Catriona marchait à côté de lui, les yeux baissés sur ses pieds, empruntée. Elle devait sentir les idées noires qui le tourmentaient et n'osait pas lui demander de les partager. Il lui en fut reconnaissant, car il ne pensait pas qu'il parviendrait à mesurer l'amertume dans ses paroles, et il n'avait pas envie de perdre son temps avec ce genre de discussions. Son seul souhait était d'embarquer à bord du bateau et de quitter le pays.
En relevant la tête pour regarder le port, il se figea soudain. A une vingtaine de mètres de lui, entre les allées et venues des passants, Gauthier lui faisait face. Même de là où il se tenait, Evrard pouvait distinguer son visage empli de haine braqué sur lui.
— Mordiable! jura-t-il.
Catriona, qui n'avait pas encore remarqué la présence de Gauthier, lui lança un coup d'œil inquiet avant de suivre son regard. Elle s'immobilisa à son tour, les yeux écarquillés.
— Mon Dieu ! s'exclama-t-elle, horrifiée. Que fait-il ici ?
— A votre avis ? rétorqua-t-il froidement.
Réagissant d'instinct, il lui prit la main et fit demi-tour. Mais à peine eurent-ils le temps de faire quelques pas que trois silhouettes surgirent devant eux, leur bloquant le passage. Le Chevalier reconnu aussitôt les trois marauds qui l'épiaient depuis le comptoir de l'auberge. D'un même mouvement, Gauthier et les trois hommes bondirent dans leur direction.
— Courrez ! ordonna-t-il en entraînant la jeune femme dans une ruelle adjacente.
Courant à toutes jambes, ils bifurquèrent précipitamment dans une seconde ruelle ombragée et sinueuse, zigzaguèrent habilement entre les habitants qui les regardaient passer avec des airs abasourdis, évitèrent une bande d'ivrognes en train de décuver, et faillirent piétiner un troupeau d'oies jacassantes sous les insultes de leur gardien.
Ils s'enfoncèrent toujours plus profondément dans les bas-fonds de Dunkerque, là où même les gardes ne s'aventuraient pas. Ils ne croisèrent plus âme qui vive dans les rues obscures. Lorsqu'ils parvinrent à un croisement et qu'il regarda par-dessus son épaule, Evrard s'aperçut qu'ils avaient semé leurs poursuivants. Pour un temps. Il ne savait rien des trois larrons, mais il connaissait suffisamment bien Gauthier pour savoir qu'il n'allait pas tarder à leur mettre la main dessus. Avisant le ciel bleu et le haut d'un mât qui se découpaient tout au bout de l'une des rues, il se tourna vers la jeune femme :
— Ecoutez-moi, intima-t-il.
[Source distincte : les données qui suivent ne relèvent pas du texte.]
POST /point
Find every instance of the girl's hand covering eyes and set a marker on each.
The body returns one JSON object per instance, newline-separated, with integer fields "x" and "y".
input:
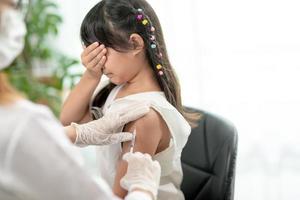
{"x": 93, "y": 59}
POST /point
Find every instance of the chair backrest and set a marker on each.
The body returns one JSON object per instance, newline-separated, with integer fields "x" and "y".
{"x": 208, "y": 160}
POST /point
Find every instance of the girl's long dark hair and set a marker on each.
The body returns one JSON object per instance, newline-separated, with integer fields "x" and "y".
{"x": 111, "y": 22}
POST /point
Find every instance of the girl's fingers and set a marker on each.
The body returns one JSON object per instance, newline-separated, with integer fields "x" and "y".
{"x": 93, "y": 63}
{"x": 90, "y": 48}
{"x": 94, "y": 53}
{"x": 98, "y": 59}
{"x": 102, "y": 61}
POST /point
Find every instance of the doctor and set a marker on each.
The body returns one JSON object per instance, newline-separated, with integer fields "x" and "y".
{"x": 37, "y": 160}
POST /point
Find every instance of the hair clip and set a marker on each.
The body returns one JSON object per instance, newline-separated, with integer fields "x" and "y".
{"x": 139, "y": 17}
{"x": 153, "y": 46}
{"x": 145, "y": 22}
{"x": 158, "y": 66}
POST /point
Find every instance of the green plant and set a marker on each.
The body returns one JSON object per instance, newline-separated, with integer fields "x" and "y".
{"x": 42, "y": 22}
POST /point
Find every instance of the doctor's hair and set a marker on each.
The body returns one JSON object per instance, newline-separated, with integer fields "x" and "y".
{"x": 111, "y": 22}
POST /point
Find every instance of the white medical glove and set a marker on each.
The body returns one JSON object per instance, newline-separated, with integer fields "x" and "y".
{"x": 103, "y": 131}
{"x": 142, "y": 173}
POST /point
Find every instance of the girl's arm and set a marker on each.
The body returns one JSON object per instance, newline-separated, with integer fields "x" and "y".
{"x": 152, "y": 136}
{"x": 76, "y": 106}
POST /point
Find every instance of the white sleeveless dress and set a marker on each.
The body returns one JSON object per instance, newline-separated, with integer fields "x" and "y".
{"x": 169, "y": 159}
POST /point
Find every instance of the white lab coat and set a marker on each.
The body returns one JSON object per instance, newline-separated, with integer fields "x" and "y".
{"x": 38, "y": 162}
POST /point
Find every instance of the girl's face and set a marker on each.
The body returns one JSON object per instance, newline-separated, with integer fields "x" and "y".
{"x": 120, "y": 67}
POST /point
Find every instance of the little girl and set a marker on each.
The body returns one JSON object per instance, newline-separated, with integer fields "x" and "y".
{"x": 133, "y": 56}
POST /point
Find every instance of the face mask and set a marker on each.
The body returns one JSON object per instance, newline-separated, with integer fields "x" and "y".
{"x": 12, "y": 33}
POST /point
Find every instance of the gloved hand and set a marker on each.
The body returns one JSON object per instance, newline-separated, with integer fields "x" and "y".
{"x": 103, "y": 131}
{"x": 142, "y": 173}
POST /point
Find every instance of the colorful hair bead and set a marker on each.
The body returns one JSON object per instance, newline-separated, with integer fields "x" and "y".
{"x": 145, "y": 22}
{"x": 152, "y": 37}
{"x": 139, "y": 17}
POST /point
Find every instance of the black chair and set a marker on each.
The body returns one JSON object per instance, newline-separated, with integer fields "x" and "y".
{"x": 208, "y": 160}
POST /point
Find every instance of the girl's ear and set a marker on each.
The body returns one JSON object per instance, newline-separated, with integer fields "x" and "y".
{"x": 137, "y": 42}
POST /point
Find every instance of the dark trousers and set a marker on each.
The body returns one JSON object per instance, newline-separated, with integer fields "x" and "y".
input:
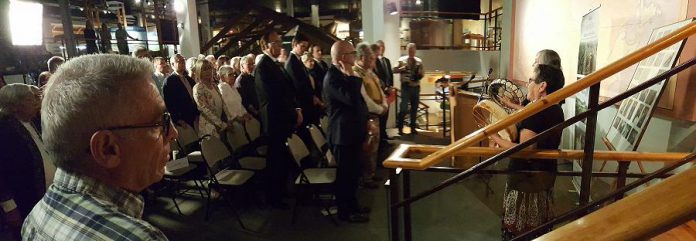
{"x": 347, "y": 176}
{"x": 383, "y": 125}
{"x": 410, "y": 95}
{"x": 277, "y": 168}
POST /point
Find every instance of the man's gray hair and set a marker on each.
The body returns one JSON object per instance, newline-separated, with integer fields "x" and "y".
{"x": 190, "y": 64}
{"x": 225, "y": 70}
{"x": 172, "y": 59}
{"x": 12, "y": 96}
{"x": 362, "y": 50}
{"x": 86, "y": 94}
{"x": 140, "y": 51}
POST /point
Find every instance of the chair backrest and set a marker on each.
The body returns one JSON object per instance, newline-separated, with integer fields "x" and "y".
{"x": 297, "y": 148}
{"x": 187, "y": 135}
{"x": 317, "y": 137}
{"x": 213, "y": 150}
{"x": 253, "y": 128}
{"x": 237, "y": 137}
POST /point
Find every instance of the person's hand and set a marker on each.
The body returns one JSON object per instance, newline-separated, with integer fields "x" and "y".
{"x": 509, "y": 103}
{"x": 385, "y": 109}
{"x": 300, "y": 118}
{"x": 182, "y": 123}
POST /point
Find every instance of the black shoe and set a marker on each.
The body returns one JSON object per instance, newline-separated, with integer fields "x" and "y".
{"x": 354, "y": 218}
{"x": 279, "y": 205}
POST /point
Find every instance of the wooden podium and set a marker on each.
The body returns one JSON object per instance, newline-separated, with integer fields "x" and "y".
{"x": 462, "y": 118}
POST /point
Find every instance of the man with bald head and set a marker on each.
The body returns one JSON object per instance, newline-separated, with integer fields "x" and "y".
{"x": 279, "y": 114}
{"x": 108, "y": 132}
{"x": 347, "y": 131}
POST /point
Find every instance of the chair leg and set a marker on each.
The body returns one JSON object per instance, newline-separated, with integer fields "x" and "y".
{"x": 207, "y": 205}
{"x": 293, "y": 219}
{"x": 234, "y": 211}
{"x": 174, "y": 193}
{"x": 199, "y": 188}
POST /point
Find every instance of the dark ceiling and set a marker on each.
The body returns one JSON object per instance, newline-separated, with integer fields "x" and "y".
{"x": 302, "y": 8}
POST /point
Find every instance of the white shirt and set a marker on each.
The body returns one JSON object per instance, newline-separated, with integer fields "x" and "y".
{"x": 232, "y": 99}
{"x": 372, "y": 106}
{"x": 49, "y": 168}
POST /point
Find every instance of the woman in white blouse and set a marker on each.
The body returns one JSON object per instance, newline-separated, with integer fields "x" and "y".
{"x": 230, "y": 95}
{"x": 214, "y": 117}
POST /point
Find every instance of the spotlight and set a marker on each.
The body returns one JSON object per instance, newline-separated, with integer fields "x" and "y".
{"x": 391, "y": 8}
{"x": 26, "y": 23}
{"x": 178, "y": 6}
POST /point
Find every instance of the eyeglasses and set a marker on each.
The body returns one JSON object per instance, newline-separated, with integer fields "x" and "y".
{"x": 351, "y": 52}
{"x": 166, "y": 125}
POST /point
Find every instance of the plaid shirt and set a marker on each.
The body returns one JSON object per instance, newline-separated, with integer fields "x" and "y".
{"x": 77, "y": 207}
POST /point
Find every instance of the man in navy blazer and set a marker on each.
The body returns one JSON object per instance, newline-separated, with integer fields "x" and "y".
{"x": 385, "y": 74}
{"x": 279, "y": 116}
{"x": 304, "y": 91}
{"x": 347, "y": 128}
{"x": 177, "y": 92}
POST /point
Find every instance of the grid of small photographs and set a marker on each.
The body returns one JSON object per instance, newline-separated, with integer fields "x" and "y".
{"x": 634, "y": 112}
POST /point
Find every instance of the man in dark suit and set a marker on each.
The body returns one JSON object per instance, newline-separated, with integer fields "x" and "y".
{"x": 304, "y": 88}
{"x": 318, "y": 62}
{"x": 347, "y": 130}
{"x": 319, "y": 71}
{"x": 384, "y": 72}
{"x": 279, "y": 116}
{"x": 178, "y": 95}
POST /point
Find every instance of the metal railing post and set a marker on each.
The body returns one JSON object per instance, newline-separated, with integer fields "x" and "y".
{"x": 586, "y": 180}
{"x": 407, "y": 208}
{"x": 393, "y": 210}
{"x": 621, "y": 179}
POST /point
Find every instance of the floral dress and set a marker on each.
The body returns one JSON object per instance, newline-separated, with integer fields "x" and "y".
{"x": 209, "y": 102}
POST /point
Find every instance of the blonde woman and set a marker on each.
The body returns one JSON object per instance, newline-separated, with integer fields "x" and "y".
{"x": 214, "y": 115}
{"x": 230, "y": 95}
{"x": 376, "y": 105}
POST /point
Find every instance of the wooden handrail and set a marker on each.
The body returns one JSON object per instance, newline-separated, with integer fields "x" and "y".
{"x": 536, "y": 107}
{"x": 408, "y": 149}
{"x": 640, "y": 216}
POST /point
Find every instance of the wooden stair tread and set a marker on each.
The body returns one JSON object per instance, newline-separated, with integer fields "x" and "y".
{"x": 684, "y": 232}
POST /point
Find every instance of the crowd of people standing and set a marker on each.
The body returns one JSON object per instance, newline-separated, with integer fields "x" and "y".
{"x": 286, "y": 91}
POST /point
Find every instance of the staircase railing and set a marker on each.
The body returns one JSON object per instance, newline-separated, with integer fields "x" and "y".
{"x": 399, "y": 162}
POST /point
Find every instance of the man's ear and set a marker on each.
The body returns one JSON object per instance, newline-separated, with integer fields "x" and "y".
{"x": 105, "y": 149}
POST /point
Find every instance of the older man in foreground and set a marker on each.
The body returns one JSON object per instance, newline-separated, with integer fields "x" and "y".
{"x": 108, "y": 132}
{"x": 347, "y": 129}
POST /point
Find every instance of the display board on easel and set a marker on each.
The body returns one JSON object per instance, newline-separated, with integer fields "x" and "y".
{"x": 633, "y": 116}
{"x": 587, "y": 62}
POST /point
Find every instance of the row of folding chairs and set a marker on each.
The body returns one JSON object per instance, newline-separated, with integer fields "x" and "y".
{"x": 225, "y": 166}
{"x": 246, "y": 150}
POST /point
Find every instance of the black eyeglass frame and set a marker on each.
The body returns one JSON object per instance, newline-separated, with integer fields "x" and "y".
{"x": 166, "y": 125}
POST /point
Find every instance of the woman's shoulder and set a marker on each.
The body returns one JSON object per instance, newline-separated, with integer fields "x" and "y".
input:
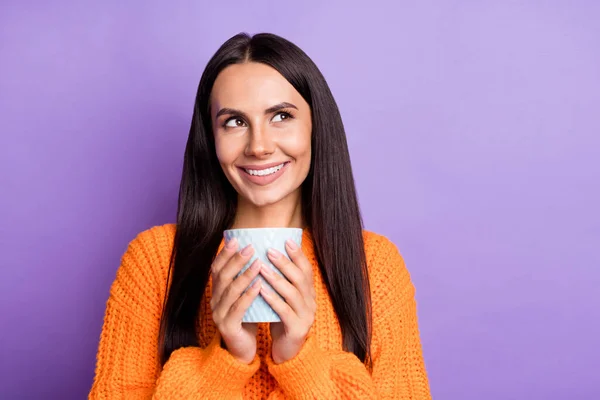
{"x": 148, "y": 255}
{"x": 384, "y": 260}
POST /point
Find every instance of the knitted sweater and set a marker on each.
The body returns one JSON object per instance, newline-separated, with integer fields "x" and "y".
{"x": 128, "y": 365}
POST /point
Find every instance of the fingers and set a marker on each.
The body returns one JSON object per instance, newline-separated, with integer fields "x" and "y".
{"x": 224, "y": 275}
{"x": 222, "y": 306}
{"x": 297, "y": 325}
{"x": 239, "y": 307}
{"x": 299, "y": 272}
{"x": 293, "y": 297}
{"x": 224, "y": 255}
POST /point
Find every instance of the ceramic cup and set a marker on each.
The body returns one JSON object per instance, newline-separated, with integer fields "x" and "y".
{"x": 262, "y": 239}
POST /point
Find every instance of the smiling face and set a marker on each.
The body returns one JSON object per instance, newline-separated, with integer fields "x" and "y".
{"x": 262, "y": 128}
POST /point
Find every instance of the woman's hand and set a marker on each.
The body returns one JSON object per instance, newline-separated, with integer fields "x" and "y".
{"x": 297, "y": 312}
{"x": 229, "y": 302}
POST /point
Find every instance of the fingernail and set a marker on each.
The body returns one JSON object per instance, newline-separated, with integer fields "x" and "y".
{"x": 274, "y": 253}
{"x": 266, "y": 270}
{"x": 247, "y": 250}
{"x": 255, "y": 265}
{"x": 231, "y": 244}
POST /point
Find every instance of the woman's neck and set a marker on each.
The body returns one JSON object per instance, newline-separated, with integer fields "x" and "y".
{"x": 286, "y": 213}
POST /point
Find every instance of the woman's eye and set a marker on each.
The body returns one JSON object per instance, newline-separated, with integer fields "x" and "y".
{"x": 282, "y": 116}
{"x": 234, "y": 123}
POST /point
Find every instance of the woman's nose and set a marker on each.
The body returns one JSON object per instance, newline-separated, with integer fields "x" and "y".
{"x": 261, "y": 143}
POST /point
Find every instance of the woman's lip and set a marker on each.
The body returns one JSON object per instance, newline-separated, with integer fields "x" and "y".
{"x": 261, "y": 167}
{"x": 264, "y": 180}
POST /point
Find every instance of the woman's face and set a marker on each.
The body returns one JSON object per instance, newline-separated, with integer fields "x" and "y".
{"x": 262, "y": 128}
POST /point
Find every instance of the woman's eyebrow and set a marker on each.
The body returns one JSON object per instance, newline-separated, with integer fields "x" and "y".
{"x": 231, "y": 111}
{"x": 279, "y": 106}
{"x": 270, "y": 110}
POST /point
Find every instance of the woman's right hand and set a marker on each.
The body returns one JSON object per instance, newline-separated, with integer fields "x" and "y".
{"x": 229, "y": 302}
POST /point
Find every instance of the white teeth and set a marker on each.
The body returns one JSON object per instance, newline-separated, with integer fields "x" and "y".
{"x": 264, "y": 172}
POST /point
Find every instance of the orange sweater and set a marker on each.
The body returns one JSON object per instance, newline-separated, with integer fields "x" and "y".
{"x": 128, "y": 365}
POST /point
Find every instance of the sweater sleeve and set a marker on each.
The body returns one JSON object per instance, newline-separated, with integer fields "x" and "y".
{"x": 398, "y": 365}
{"x": 128, "y": 365}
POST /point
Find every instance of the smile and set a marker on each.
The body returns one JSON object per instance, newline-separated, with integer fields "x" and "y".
{"x": 264, "y": 176}
{"x": 264, "y": 172}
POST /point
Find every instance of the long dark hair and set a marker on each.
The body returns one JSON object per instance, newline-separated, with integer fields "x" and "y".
{"x": 207, "y": 201}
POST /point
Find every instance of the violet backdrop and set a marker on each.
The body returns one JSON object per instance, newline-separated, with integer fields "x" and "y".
{"x": 474, "y": 134}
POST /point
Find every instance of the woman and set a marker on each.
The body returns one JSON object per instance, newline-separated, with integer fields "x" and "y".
{"x": 266, "y": 148}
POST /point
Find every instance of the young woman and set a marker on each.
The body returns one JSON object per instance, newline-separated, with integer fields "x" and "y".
{"x": 266, "y": 148}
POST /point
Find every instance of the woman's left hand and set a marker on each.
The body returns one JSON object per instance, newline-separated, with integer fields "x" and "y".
{"x": 297, "y": 312}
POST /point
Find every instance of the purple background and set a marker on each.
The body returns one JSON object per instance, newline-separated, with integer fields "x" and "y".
{"x": 474, "y": 132}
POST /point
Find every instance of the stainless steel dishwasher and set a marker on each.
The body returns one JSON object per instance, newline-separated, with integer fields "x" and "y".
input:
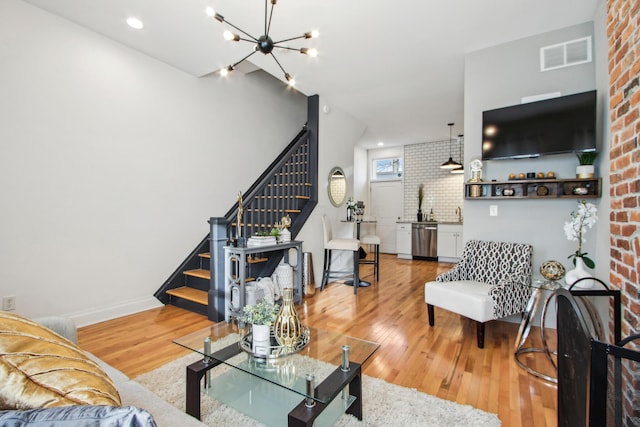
{"x": 424, "y": 240}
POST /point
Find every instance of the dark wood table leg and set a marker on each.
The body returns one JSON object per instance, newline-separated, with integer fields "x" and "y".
{"x": 197, "y": 370}
{"x": 328, "y": 390}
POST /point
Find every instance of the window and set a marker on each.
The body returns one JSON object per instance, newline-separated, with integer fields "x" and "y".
{"x": 387, "y": 169}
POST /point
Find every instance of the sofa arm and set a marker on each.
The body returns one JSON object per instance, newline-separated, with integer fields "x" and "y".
{"x": 60, "y": 325}
{"x": 510, "y": 297}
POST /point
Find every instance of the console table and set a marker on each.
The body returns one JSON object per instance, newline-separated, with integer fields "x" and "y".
{"x": 237, "y": 262}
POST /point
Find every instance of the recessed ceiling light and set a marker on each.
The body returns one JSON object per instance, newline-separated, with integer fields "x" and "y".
{"x": 135, "y": 23}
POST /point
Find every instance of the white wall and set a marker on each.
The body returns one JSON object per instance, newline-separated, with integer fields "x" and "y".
{"x": 111, "y": 163}
{"x": 501, "y": 76}
{"x": 338, "y": 134}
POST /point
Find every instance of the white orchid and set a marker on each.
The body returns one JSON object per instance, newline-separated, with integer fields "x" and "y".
{"x": 581, "y": 219}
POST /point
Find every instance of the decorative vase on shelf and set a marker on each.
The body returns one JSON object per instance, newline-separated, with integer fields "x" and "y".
{"x": 585, "y": 171}
{"x": 261, "y": 339}
{"x": 287, "y": 328}
{"x": 578, "y": 273}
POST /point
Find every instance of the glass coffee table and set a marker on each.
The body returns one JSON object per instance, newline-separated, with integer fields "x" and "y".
{"x": 311, "y": 387}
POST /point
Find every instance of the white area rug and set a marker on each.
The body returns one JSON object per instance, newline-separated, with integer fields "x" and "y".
{"x": 384, "y": 404}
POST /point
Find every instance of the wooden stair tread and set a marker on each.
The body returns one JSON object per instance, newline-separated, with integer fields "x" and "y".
{"x": 254, "y": 260}
{"x": 283, "y": 197}
{"x": 190, "y": 294}
{"x": 198, "y": 272}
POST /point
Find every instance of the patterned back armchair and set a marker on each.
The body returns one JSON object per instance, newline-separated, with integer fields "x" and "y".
{"x": 491, "y": 281}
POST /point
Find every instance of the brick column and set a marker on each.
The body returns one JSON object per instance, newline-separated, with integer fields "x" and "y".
{"x": 623, "y": 32}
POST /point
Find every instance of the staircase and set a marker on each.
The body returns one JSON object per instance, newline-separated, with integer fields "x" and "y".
{"x": 289, "y": 186}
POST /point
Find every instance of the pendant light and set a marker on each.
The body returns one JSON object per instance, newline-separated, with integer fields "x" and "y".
{"x": 459, "y": 169}
{"x": 450, "y": 164}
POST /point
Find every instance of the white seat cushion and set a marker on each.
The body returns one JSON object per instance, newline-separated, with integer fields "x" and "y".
{"x": 466, "y": 297}
{"x": 343, "y": 244}
{"x": 370, "y": 239}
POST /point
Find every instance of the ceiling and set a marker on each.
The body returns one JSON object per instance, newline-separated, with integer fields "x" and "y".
{"x": 396, "y": 66}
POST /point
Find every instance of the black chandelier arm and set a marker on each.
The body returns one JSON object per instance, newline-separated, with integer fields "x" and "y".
{"x": 253, "y": 39}
{"x": 267, "y": 26}
{"x": 292, "y": 38}
{"x": 286, "y": 47}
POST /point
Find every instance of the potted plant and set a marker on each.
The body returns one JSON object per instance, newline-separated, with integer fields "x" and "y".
{"x": 420, "y": 200}
{"x": 582, "y": 219}
{"x": 586, "y": 168}
{"x": 261, "y": 316}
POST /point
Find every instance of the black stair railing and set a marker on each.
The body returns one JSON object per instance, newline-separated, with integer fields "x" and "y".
{"x": 287, "y": 187}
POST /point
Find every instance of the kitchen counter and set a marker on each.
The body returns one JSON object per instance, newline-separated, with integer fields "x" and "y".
{"x": 430, "y": 222}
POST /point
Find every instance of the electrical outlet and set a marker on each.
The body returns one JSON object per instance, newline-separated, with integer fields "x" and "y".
{"x": 9, "y": 303}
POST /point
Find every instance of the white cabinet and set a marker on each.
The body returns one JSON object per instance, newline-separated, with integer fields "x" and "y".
{"x": 403, "y": 240}
{"x": 450, "y": 244}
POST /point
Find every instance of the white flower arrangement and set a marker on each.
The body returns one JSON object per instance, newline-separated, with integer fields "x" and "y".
{"x": 351, "y": 204}
{"x": 581, "y": 219}
{"x": 263, "y": 313}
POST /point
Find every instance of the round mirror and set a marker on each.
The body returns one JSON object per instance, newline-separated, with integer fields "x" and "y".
{"x": 337, "y": 187}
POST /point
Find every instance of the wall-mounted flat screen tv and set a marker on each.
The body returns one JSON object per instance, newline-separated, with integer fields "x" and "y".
{"x": 564, "y": 124}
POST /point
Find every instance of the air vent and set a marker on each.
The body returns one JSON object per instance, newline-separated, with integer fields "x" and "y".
{"x": 565, "y": 54}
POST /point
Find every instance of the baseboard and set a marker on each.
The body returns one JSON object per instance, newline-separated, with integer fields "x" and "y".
{"x": 101, "y": 314}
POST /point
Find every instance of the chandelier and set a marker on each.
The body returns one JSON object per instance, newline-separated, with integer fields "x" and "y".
{"x": 459, "y": 169}
{"x": 264, "y": 43}
{"x": 450, "y": 164}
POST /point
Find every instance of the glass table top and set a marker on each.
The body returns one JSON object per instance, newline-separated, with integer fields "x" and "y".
{"x": 321, "y": 356}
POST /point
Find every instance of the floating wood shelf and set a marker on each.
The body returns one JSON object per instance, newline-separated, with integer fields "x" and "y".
{"x": 199, "y": 272}
{"x": 577, "y": 188}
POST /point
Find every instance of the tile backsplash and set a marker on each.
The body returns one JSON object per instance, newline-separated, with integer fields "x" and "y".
{"x": 443, "y": 191}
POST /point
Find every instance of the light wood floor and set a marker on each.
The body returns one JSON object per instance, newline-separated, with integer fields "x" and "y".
{"x": 442, "y": 360}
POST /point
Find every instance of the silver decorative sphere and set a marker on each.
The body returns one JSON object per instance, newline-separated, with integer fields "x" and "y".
{"x": 552, "y": 270}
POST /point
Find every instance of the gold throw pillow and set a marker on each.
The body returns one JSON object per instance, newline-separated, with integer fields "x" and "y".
{"x": 41, "y": 369}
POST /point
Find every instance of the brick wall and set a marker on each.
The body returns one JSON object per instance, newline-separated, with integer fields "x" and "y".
{"x": 623, "y": 33}
{"x": 443, "y": 191}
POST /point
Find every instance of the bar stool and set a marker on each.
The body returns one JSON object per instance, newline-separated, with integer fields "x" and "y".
{"x": 331, "y": 244}
{"x": 372, "y": 240}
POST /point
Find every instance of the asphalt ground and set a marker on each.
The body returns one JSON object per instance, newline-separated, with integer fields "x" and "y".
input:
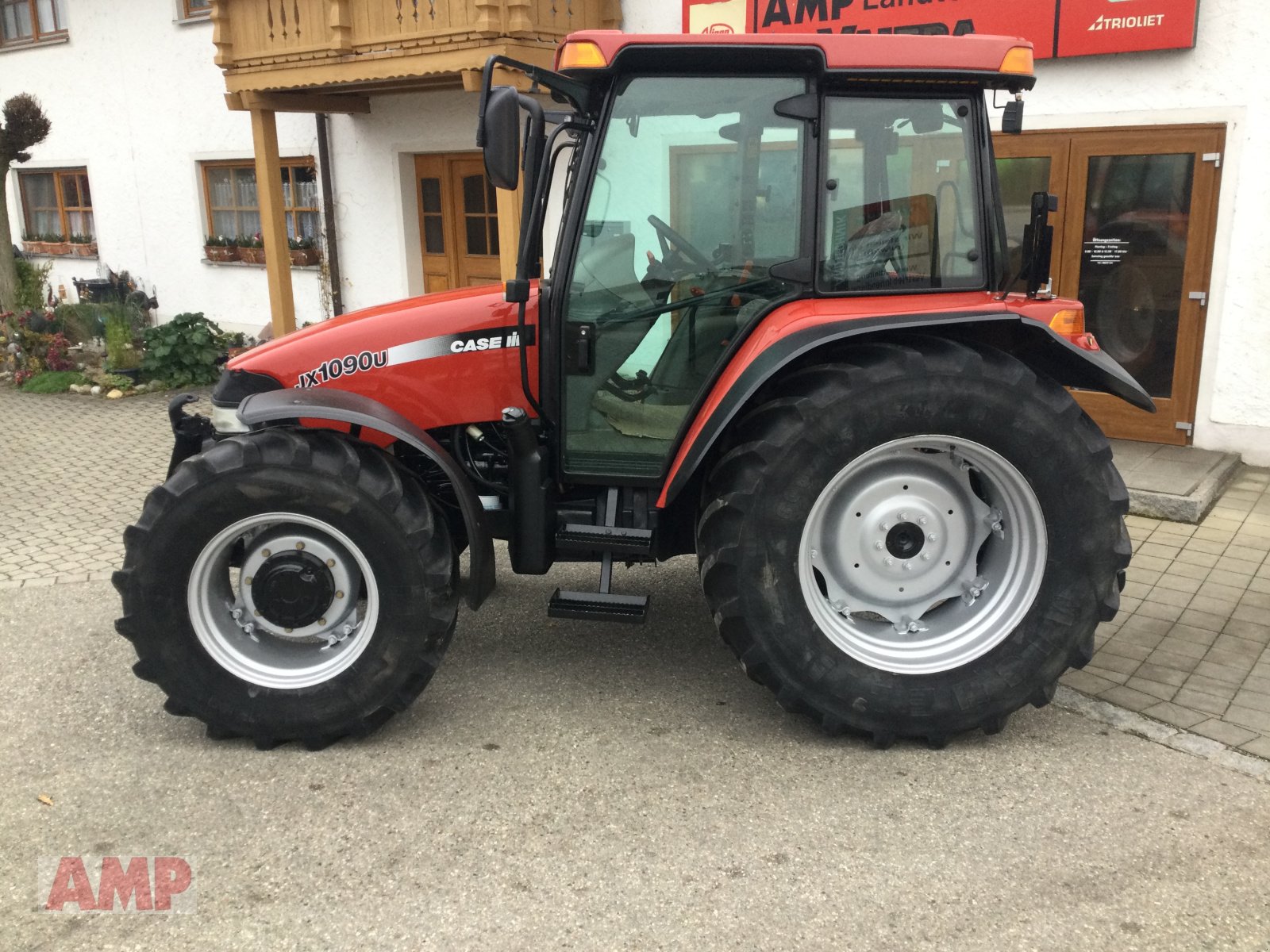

Courrez le plus vite possible en direction du port et montez sur le bateau. Si je ne suis pas là avant qu'il largue les amarres, ne m'attendez pas.
— Partir sans vous ? protesta-t-elle. Il est hors de question que je vous laisse ici, à affronter tous ces...
— C'est un ordre ! la coupa-t-il d'un ton sans équivoque. Partez vous mettre à l'abri, je me charge de Gauthier et de cette Truandaille.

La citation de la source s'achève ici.